C. Was sind "Rücksichtnahmepflichten" (§ 241 Abs. 2 BGB)?
I. Was setzt die Verletzung einer Rücksichtnahmepflicht voraus?
Im Rahmen von § 280 Abs. 1 BGB muss der Geschädigte das Bestehen des Schuldverhältnisses, die Pflichtverletzung und seinen Schaden darlegen und beweisen. Es wird dann vermutet, dass der Schädiger die Pflichtverletzung zu vertreten hatte (§ 280 Abs. 1 S. 2 BGB), d.h. er muss diese Vermutung widerlegen.
Unklar ist jedoch, welche Umstände bei Verletzung von Rücksichtnahmepflichten zur Pflichtverletzung und welche zum Vertretenmüssen gehören. In Klausuren mag dies wie eine reine Formalität wirken - denn es steht ja fest, ob jemand sorgfältig oder fahrlässig/vorsätzlich gehandelt hat. In der Praxis ist diese Frage jedoch für die Beweislast ganz entscheidend - in Klausuren kann Ihnen dies begegnen, wenn der Sachverhalt ausnahmsweise bewusst eine Frage offen lässt.

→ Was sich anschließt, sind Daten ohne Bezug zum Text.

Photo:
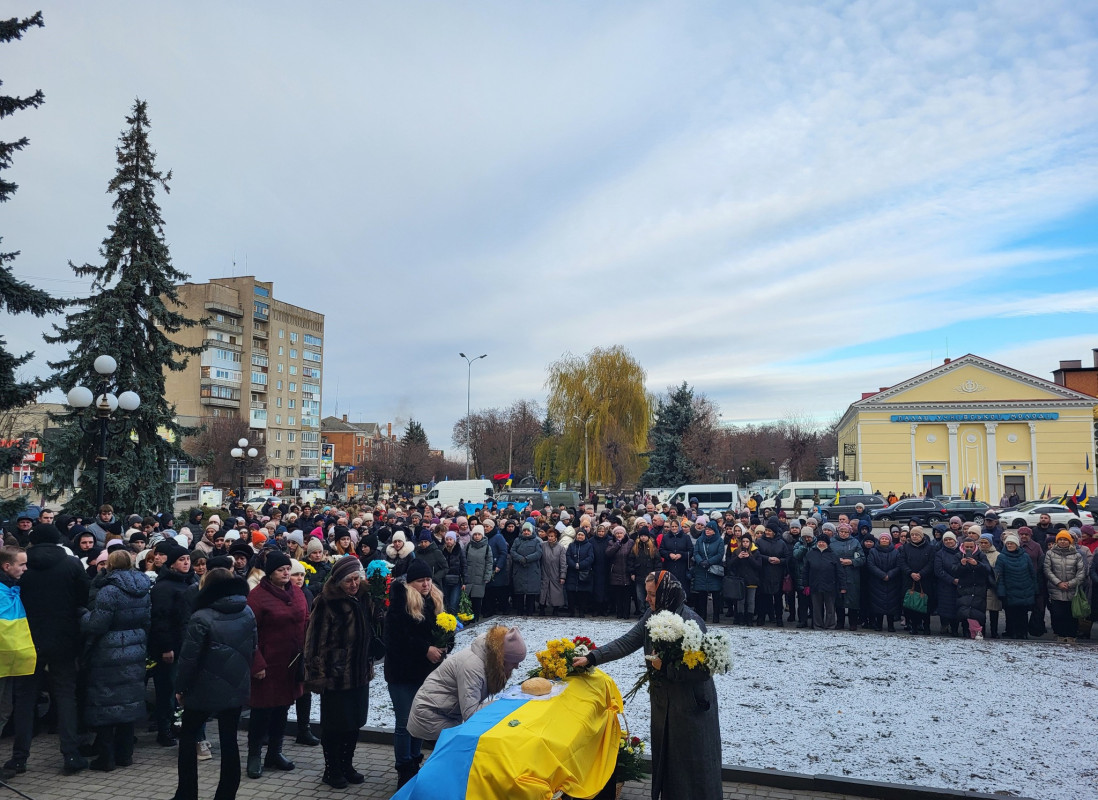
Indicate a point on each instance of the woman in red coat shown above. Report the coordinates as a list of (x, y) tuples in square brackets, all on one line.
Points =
[(281, 617)]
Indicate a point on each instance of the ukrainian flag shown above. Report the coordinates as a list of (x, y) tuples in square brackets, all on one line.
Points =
[(527, 750), (17, 649)]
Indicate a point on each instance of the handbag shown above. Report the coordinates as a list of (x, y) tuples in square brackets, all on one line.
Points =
[(735, 588), (1080, 607), (916, 600)]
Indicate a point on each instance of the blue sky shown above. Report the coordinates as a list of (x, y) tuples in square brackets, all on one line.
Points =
[(784, 204)]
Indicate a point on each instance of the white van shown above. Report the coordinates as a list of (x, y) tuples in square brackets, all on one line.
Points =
[(815, 491), (449, 493), (710, 496)]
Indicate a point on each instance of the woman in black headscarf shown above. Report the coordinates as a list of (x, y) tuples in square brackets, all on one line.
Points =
[(685, 729)]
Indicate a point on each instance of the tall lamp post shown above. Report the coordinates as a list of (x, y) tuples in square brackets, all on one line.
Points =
[(243, 453), (105, 404), (469, 410), (586, 466)]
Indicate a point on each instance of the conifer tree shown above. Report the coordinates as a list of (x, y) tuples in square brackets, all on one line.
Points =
[(131, 314), (668, 464), (17, 296)]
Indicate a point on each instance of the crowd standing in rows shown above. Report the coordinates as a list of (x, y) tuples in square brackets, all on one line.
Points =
[(260, 608)]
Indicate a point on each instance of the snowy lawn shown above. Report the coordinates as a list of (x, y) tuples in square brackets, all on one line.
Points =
[(1014, 718)]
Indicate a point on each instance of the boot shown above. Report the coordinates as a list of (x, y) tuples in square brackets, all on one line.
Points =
[(350, 742), (104, 751), (255, 761), (405, 773), (275, 758), (332, 745)]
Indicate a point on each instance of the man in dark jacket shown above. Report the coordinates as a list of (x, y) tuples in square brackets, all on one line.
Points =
[(825, 581), (170, 610), (54, 593)]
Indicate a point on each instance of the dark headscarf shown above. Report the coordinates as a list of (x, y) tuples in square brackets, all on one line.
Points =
[(669, 593)]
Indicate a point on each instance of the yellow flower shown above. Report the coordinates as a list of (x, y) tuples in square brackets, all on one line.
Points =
[(693, 658), (447, 621)]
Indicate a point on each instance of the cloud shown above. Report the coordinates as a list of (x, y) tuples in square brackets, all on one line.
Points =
[(742, 194)]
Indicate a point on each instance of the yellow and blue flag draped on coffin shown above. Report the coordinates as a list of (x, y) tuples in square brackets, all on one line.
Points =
[(17, 649), (527, 750)]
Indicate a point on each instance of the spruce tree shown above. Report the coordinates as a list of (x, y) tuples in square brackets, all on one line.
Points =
[(668, 464), (17, 296), (130, 314)]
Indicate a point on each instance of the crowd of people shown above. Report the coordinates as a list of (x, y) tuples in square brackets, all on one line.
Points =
[(259, 608)]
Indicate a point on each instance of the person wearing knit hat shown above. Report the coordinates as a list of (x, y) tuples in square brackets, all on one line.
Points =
[(338, 656), (444, 701), (1064, 571)]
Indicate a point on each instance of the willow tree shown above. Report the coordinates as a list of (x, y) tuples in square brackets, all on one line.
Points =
[(601, 394)]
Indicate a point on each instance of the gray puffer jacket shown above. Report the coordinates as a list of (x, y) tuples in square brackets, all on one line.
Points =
[(116, 629), (219, 645), (1063, 565)]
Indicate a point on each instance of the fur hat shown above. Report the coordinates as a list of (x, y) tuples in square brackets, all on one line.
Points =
[(275, 561), (417, 568), (345, 567)]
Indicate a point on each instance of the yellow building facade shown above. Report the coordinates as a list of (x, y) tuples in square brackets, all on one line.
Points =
[(971, 424)]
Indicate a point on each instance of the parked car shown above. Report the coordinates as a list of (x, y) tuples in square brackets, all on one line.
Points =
[(923, 511), (1029, 514), (847, 503), (967, 510)]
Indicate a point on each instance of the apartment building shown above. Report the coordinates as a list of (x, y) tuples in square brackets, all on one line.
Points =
[(262, 363)]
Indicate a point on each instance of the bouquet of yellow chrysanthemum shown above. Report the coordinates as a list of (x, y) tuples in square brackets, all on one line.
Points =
[(446, 626), (556, 661)]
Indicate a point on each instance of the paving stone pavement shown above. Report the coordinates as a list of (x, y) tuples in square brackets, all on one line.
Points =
[(153, 776)]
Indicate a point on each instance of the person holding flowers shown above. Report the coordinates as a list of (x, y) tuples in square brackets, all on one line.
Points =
[(685, 725), (411, 655)]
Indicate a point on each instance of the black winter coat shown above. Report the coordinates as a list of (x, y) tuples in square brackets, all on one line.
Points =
[(772, 574), (406, 641), (600, 571), (945, 570), (1017, 578), (581, 558), (886, 596), (220, 641), (824, 572), (54, 590), (682, 544), (170, 610), (972, 589), (116, 631)]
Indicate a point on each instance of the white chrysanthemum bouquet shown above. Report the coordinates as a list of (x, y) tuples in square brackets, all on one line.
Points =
[(680, 650)]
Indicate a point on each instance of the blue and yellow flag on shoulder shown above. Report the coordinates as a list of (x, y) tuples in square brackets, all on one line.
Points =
[(527, 750), (17, 649)]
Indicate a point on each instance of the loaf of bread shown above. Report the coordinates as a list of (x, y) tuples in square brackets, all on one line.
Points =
[(537, 687)]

Sie müssen dabei differenzieren:
- Soweit ein absolut geschütztes Rechtsgut des Geschädigten betroffen ist (etwa eine Körperverletzung oder eine Sachbeschädigung, vgl. hierzu etwa die nicht vollständige Aufzählung in § 823 Abs. 1 BGB) genügt es, dass Sie im Rahmen der Pflichtverletzung feststellen, dass dieses Rechtsgut betroffen ist ("Erfolgsunrecht") und dass dies auf einem Verhalten des Schuldners bzw. seiner Hilfspersonen beruhte (adäquate Kausalität). Damit haben Sie die Pflichtverletzung geprüft. Ob die Verletzung bei Anwendung der im Verkehr erforderlichen Sorgfalt nicht eingetreten wäre, ist eine Frage des Vertretenmüssens (§ 276 Abs. 2 BGB).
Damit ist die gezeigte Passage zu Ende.